En el número 13 de Forja, publicado en el otoño de 2006, Germán Pinto, bajo el seudónimo de El buen amigo, nos deleitó con un artículo lleno de delicadeza y ternura titulado El mazapán. Han pasado ya doce años y nada se puede añadir a esa pieza perfecta y primorosa que escribió Germán. Si acaso, recomendaros de nuevo su lectura, ahora que estamos en días de Nochebuena (1), y contaros brevemente mi reciente visita a esos espacios artesanos, donde se hace el mazapán, con el fin de preparar la grabación de unos vídeos (2).

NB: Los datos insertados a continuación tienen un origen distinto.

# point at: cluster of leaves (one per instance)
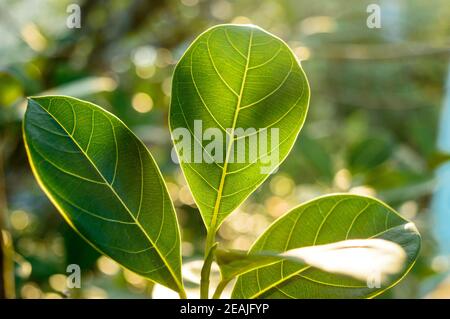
(107, 186)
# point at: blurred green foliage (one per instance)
(371, 129)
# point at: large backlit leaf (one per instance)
(106, 185)
(235, 77)
(357, 258)
(327, 220)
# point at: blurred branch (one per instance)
(6, 251)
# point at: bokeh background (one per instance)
(379, 122)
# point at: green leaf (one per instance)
(106, 184)
(354, 258)
(326, 220)
(235, 77)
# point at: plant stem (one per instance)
(219, 289)
(210, 246)
(182, 294)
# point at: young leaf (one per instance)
(106, 185)
(322, 221)
(235, 82)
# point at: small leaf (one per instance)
(106, 185)
(235, 79)
(322, 221)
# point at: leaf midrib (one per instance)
(180, 286)
(213, 224)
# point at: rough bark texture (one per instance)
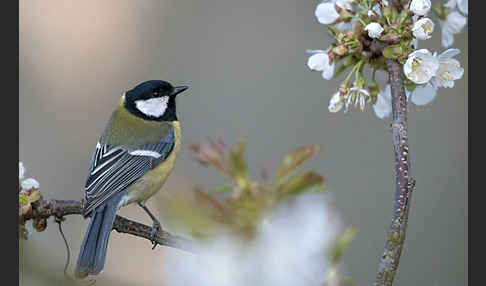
(61, 208)
(404, 184)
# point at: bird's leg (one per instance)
(155, 224)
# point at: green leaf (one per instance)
(294, 159)
(346, 62)
(308, 181)
(221, 189)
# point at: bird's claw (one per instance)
(155, 229)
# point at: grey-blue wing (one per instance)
(114, 168)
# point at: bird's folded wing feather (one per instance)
(114, 168)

He esperado a que llegasen los primeros fríos de diciembre para acercarme a los dos obradores de mazapán del pueblo. Nada más entrar, primero en Mazapanes Valdepusa y luego en Luis Menor, siento algo más que calor y olor del bueno. Amables y sonrientes, me reciben todos los que en uno y otro obrador trabajan, mujeres y hombres que siguen con sus tareas mientras me dispongo a grabar lo imposible, la creación artesanal de un producto genuino y popular: el mazapán.
Es un festín de imágenes lo que va seleccionando abruptamente mi cámara
pero, tras ella, yo refreno sus pasos tratan-do de darle al reportaje un aire
de armonía y de sinceridad: reci-pientes llenos de almendra y azú-car, ágiles y
expertas manos que modelan figuritas a una velocidad de vértigo, un horno de
leña cuya boca de fuego espera paciente la experta mano que saca las bandejas
de la cueva silenciosa y roja, la brocha diestra que pinta con esmero la
superficie de cada pajarita, las torres de bandejas en las que se enfrían
centenares de piezas de todos los estilos, las fotografías antiguas y las de
ilustres clientes que ilustran los mostradores, las caras satisfechas por el
trabajo bien hecho y la sonrisa dichosa de saber que se está elaborando algo
que hará feliz a quien lo compre, a quien lo regale y a quien lo paladee.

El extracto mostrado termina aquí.